一応、モデルの世界に入ってからはゲイであることを隠してたし、その頃の瞳との関係は親友って感じだったし、付き合えるとは思ってなかった。

でも、俺、昔から気持ちを隠していられねーじゃん? モデルの仕事、できなくなってもいい。とにかく、この気持ちをぶつけたいって思って、玉砕覚悟で告白したんだ。

そしたら、瞳も同じ気持ちだって言ってくれて。

 その時のことを思い返しているのか、険しかった実ちゃんの表情がどんどんと緩んでいく。


あ、その話、思い出した。

告白前かな? 僕にも電話で相談してたよね。「もーどうなってもいいから、伝えたいんだよ!」って泣きながら。

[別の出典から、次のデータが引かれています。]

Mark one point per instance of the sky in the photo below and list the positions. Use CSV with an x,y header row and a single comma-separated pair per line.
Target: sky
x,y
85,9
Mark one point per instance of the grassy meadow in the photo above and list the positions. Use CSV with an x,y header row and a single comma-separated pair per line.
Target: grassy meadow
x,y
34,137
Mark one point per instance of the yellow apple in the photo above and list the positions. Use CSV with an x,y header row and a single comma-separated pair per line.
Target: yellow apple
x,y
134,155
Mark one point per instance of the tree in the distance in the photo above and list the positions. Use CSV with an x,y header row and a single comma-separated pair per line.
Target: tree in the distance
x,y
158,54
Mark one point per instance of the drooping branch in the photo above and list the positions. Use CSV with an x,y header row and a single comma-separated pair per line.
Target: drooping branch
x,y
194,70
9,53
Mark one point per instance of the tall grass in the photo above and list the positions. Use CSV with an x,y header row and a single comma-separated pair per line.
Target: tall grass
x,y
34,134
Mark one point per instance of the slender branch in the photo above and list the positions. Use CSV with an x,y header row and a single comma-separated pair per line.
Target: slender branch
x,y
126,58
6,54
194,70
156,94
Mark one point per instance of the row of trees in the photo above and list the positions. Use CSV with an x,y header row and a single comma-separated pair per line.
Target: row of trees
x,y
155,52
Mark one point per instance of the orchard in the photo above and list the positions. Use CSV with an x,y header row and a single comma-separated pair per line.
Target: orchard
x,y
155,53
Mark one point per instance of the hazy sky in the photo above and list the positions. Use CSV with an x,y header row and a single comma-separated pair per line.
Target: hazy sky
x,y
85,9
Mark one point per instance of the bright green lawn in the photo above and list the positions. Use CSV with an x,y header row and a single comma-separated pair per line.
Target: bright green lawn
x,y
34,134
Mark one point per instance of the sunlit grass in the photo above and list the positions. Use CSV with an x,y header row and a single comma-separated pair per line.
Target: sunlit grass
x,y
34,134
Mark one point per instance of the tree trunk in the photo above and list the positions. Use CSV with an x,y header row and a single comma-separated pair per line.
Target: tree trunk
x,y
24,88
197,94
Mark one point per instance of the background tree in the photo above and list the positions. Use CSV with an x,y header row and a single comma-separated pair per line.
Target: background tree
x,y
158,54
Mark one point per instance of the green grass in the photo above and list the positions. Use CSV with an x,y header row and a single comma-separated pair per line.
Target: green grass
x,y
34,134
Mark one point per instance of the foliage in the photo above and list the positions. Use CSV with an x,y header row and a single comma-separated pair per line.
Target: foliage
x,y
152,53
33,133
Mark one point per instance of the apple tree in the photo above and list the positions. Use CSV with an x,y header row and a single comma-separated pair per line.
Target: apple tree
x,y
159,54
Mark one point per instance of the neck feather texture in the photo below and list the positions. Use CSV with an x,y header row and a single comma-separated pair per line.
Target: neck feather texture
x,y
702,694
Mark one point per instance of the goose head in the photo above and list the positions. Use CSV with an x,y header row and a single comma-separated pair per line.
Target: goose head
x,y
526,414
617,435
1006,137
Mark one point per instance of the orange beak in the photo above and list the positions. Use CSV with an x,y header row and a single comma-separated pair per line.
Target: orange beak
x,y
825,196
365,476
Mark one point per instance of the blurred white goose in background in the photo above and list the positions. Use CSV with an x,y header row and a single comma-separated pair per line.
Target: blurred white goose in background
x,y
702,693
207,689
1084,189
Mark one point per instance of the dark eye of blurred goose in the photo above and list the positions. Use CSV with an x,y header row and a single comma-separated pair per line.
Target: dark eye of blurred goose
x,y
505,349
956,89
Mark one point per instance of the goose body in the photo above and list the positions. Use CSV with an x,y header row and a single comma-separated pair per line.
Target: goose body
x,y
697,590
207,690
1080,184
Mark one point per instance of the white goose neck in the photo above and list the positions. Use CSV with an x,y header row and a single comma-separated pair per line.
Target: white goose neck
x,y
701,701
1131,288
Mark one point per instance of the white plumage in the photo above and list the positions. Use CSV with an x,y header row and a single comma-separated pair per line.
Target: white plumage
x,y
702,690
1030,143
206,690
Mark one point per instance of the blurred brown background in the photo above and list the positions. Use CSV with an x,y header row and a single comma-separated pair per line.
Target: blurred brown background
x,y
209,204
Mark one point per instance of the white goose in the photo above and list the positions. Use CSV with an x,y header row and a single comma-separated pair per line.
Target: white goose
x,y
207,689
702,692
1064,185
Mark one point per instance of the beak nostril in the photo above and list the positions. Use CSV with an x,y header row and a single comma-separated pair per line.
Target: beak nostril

あ、そっか。瞳に告白する前、お前に相談したんだったな……酔ってたから、記憶曖昧だけど。
でも、その時、相手が瞳さんだって教えてくれなかったよね。その後も全然教えてくれなかったし。
いやー……好きな人とはいえ、瞳とはモデルの世界ではライバルだからさ。しかも、付き合い始めた頃から、瞳の人気はぐんぐん上昇していったし。対する俺は……まあ……って感じだし。

自慢のカレシだけど、モデルとしてのプライドっつーのかな、変に比較されたくなくて、何となく言えなかったというか……。

 どこかぎこちなく瞼を伏せた実ちゃんが、ストローを摘んでくるくる回す。

 その態度も発言も、ちょっとらしくないな。

 

別に比較なんかしないよ。

確かに瞳さんは人気あるけどさ、実ちゃんだって負けないくらいキラキラしてるじゃない。お似合いのカップルだと思うけどな。
さっすが小晴! 分かってるじゃーん♪
 うんうん、と嬉しそうに頷く実ちゃん。

 若干、調子に乗ってる気がするけど、らしくない実ちゃんよりいいよね。

まあ、とにかくだ。名前は伏せてたけど、カレシーー瞳とは1年続いてるって話は、小晴も知ってるよな。
うん。最長記録だよね。
ついこの間までは、本当に何事もなかったんだよ。

瞳がテレビに出るようになって、毎日忙しくなっちまったから、会える回数は減っちまったんだ。

でも、俺、それに不満を言ったことねーし。瞳も、会ってる間は俺のこと甘やかしてくれたし、キスもエッチもいっぱいしてくれた。

ら、ラブラブだね……。(後半は濁して欲しかったけど……)
なのに、アイツ、俺以外の男と浮気してたんだよ。

 だん、と実ちゃんが右手拳でテーブルを揺らす。

 今までご機嫌だったのに、また怒りのオーラを漂わせ始めてしまった実ちゃん。

 彼の機嫌を下手に損ねまいと、僕は恐る恐る口を開いた。


それは、どうして分かったの? 瞳さんが他の男の人とデートしてるところを見た、とか?
デートどころか、イチャイチャしてたんだよ。事務所のトイレでな。
え。

ほんと、奇跡的なタイミングの悪さで俺、その現場を見ちまってさ。

当然、すぐに瞳を問いつめたんだ。そしたら、あいつ、何て言ったと思う?

「ちょうどいい。別れろ」って言ったんだぞ?!

……うわぁ。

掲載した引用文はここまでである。